The amount of your downpayment can depend on the type of loan you are applying for. It can be different for government loans compared to conventional loans. We've listed out how each type of loan requires a different amount or type of downpayment.
FHA Loan - One of the most popular alternatives is an FHA loan; they are a great way to get your foot in the door with a low down payment, as the minimum down payment requirement is 3.5 percent of the purchase price. However, FHA loans have a cap on the value of the home, which is set county by county. Furthermore, FHA loans require extra fees like upfront & monthly Mortgage Insurance.
VA Loan - VA home loans are available to qualified military personnel exclusively. Loans are available for up to 100% of a home’s purchase price, and also can have no mortgage insurance requirements. Furthermore, because mortgage rates for VA loans are often low as compared to comparable conventional financing, VA loans are a viable choice for military buyers without a down payment.

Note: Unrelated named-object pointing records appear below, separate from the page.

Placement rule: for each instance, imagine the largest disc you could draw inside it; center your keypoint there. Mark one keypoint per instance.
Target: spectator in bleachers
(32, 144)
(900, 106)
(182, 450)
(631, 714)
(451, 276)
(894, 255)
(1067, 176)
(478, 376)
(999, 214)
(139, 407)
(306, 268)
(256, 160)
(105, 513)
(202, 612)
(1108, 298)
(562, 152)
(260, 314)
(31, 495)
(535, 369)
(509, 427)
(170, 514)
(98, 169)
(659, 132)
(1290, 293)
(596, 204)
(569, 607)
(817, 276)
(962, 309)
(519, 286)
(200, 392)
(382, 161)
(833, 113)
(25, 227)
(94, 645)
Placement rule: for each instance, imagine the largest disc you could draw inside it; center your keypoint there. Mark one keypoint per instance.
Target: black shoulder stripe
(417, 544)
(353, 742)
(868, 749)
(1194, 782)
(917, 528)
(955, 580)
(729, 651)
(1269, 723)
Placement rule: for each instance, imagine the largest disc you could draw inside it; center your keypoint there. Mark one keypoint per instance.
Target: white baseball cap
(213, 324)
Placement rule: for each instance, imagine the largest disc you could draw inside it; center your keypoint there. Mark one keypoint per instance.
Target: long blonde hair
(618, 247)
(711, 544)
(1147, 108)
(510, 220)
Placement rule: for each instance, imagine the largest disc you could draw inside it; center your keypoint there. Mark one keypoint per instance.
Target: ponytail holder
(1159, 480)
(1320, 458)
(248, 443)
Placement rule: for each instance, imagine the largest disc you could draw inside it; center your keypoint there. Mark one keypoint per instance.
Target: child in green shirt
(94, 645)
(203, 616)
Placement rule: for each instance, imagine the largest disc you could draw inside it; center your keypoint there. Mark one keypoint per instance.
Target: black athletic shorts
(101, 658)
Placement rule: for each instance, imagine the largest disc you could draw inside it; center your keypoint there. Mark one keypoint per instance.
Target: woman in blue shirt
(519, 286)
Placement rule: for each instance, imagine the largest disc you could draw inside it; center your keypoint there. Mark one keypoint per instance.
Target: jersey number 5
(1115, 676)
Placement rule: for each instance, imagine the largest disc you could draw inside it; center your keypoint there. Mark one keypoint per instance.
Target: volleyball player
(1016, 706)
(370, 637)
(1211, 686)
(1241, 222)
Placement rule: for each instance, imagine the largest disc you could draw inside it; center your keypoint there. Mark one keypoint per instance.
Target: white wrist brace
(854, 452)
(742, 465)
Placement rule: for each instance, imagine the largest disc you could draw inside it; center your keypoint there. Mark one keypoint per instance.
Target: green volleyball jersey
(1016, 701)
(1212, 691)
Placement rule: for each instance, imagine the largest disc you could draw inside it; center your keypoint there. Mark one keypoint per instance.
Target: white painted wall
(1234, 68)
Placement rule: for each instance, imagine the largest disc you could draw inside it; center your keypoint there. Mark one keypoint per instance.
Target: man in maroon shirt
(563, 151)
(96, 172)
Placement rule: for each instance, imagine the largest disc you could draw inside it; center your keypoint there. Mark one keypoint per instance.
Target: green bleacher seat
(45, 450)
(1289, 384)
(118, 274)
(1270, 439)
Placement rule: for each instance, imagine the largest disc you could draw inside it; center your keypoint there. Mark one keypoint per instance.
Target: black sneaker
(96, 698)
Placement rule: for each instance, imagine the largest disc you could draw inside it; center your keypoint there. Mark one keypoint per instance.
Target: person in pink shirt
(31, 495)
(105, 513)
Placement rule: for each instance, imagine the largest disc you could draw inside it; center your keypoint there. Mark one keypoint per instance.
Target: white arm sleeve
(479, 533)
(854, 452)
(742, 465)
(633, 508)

USDA Home Loans - USDA mortgages offer 100% financing with a zero down payment option. However, to qualify, the subject property must be within an approved USDA census tract, which may include U.S. suburbs and exurbs, and the buyer must earn an income, which does not exceed local norms. USDA charges an upfront fee, which can be financed into the loan, and it has a minimal monthly mortgage insurance premium. For eligible USDA homebuyers the mortgage rates tend to be very similar to FHA or VA loans.
Conventional Loans - Conventional loans have offered flexible down payment plans in the past but the push for the future is to increase the down payment minimums. The typical down payment requirement for a conventional loan is 5%. There are also 3% down payment options however, you tend pay a higher interest rate because of the higher risk. Both of these types of loans involve an either upfront of monthly Private Mortgage Insurance. Conventional wisdom says you should put down as much as you feel comfortable putting down to buy your next home. Typically speaking more is definitely better than less.
Closing Costs - While closing costs and down payments are unrelated, together they affect the amount of cash needed to complete a home purchase. When refinancing a mortgage loan, homeowners can usually include closing costs in the new mortgage loan amount, which can be quite convenient. However, when you’re purchasing a home, maybe trying to get the sellers to pay the closing costs, and if that doesn’t happen the closing costs are an addition to the required down payment.